Test rocket explosion is setback to space tourism
Mojave, Calif. – — A winged spaceship designed to take tourists on excursions beyond Earth's atmosphere exploded during a test flight Friday over the Mojave Desert, killing a pilot in the second fiery setback for commercial space travel in less than a week.
Virgin Galactic's SpaceShipTwo blew apart after being released from a carrier aircraft at high altitude, according to Ken Brown, a photographer who witnessed the explosion.
One pilot was found dead inside the spacecraft, which fell from the sky about 120 miles north of downtown Los Angeles. Another pilot parachuted out and was flown by helicopter to a hospital, said Kern County Sheriff Donny Youngblood.
The crash area is in the desert north of Mojave Air and Space Port, where the test flight originated.
The crash was the second catastrophe in the commercial space industry in a week. On Tuesday night, an unmanned rocket exploded just seconds after liftoff from a Virginia launch pad. The $200 million rocket, owned by Orbital Sciences, was carrying supplies to the space station. No one was injured in that explosion
British billionaire Richard Branson, founder of Virgin Galactic, has been the front-runner in the fledgling race to send large numbers of paying civilians beyond the atmosphere to give them the feeling of weightlessness and a spectacular view of Earth below. Branson was flying to Mojave and expected to arrive Saturday, as were investigators with the National Transportation Safety Board.
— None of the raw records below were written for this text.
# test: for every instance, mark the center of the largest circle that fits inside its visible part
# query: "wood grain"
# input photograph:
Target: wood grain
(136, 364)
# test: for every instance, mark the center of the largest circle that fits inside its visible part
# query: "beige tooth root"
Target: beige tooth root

"I think it's a real setback to the idea that lots of people are going to be taking joyrides into the fringes of outer space any time soon," said John Logsdon, retired space policy director at George Washington University. "There were a lot of people who believed that the technology to carry people safely at hand."
When Virgin Group licensed the technology from Microsoft co-founder Paul Allen, who funded about $26 million for SpaceShipOne, Branson envisioned operating flights by 2007. In interviews last month, he talked about the first flight being next spring with his son.
Friday's flight marked the 55th for SpaceShipTwo, which was intended to be the first of a line of craft. But this was only the fourth flight to be powered by a rocket. During the other flights, the craft was either not released from its mother ship or it functioned as a glider.
The cause of the accident was not immediately known. One difference on this flight was the type of fuel being used.
In May, Virgin Galactic announced that SpaceShipTwo would switch to a polymide-based fuel — a type of thermoplastic. It had been fueled with a type of rubber called HTPB.